18. Willoughby James Edbrooke / The Archives, William Martin Aiken, James Knox Taylor, 1892-1899.
666 Greenwich Street, between Christopher and Barrow Streets to Washington Street.
Willoughby James Edbrooke (Evanston, Illinois 1843 - 1896) was an American architect and bureaucrat who remained faithful to a Richardsonian Romanesque style into the era of Beaux-Arts architecture in the United States, supported by commissions from conservative federal and state governments that were spurred by his stint in 1891-92 as Supervising Architect of the U.S. Treasury Department.

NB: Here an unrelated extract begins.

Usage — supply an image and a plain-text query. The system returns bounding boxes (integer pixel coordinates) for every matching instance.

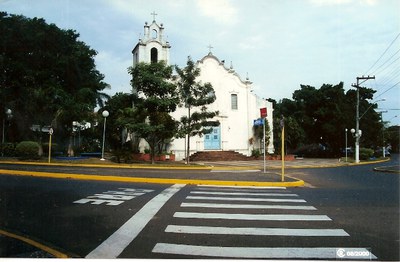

19. Ernest Flagg / The "Little" Singer Building, Ernest Flagg, 1902-1904
561 Broadway, Between Prince and Spring Streets
Ernest Flagg (February 6, 1857 - April 10, 1947) was a noted American architect in the Beaux-Arts style. Flagg was born in Brooklyn, New York, studied at the Ecole des Beaux-Arts in Paris, and began his architectural practice in 1891 in New York. His contributions to zoning and height regulations were essential to New York's first laws governing this aspect of the city's architecture.
Jean Nouvel / 40 Mercer Condominium, Atelier Jean Nouvel and Andre Balaz, 2007
40 Mercer
Jean Nouvel (born 12 August 1945) is a French architect. Nouvel studied at the Ecole des Beaux-Arts in Paris and was a founding member of Mars 1976 and Syndicat de l'Architecture. He has obtained a number of prestigious distinctions over the course of his career, including the Aga Khan Award for Architecture (technically, the prize was awarded for the Institut du Monde Arabe which Nouvel designed), the Wolf Prize in Arts in 2005 and the Pritzker Prize in 2008.

Richard Morris Hunt / Roosevelt Building, Richard Morris Hunt, 1873
480 Broadway, Between Broome and Spring.
Richard Morris Hunt (October 31, 1827-July 31, 1895) was a preeminent figure in the history of American architecture. Following the early death of his father, Hunt's mother took the family to Europe, where they remained for more than a decade, first in Switzerland and later in Paris. In 1846 Hunt was the first American architect to attend the Ecole des Beaux-Arts in Paris, and was regarded well enough to supervise work on the Louvre under Napoleon III. After his return in 1855, he founded the first American architectural school at his Tenth Street Studio Building (beginning with only four students), co-founded the American Institute of Architects and from 1888 to 1891 served as the Institute's third president, brought the first apartment building to Manhattan in a burst of scandal, and set a new ostentatious style of grand houses for the social elite and the eccentric, competitive new millionaires of the Gilded Age.

James Renwick, Jr. / 34 Howard Street, Renwick & Sands, 1868.
James Renwick, Jr. (b. November 11, 1818, Bloomingdale, New York - d. June 23, 1895, New York City, United States), was an American architect in the 19th-century. The Encyclopedia of American Architecture calls him "one of the most successful American architects of his time." Famous for building numerous structures including St. Patrick's Cathedral in New York City and the Smithsonian in Washington D.C.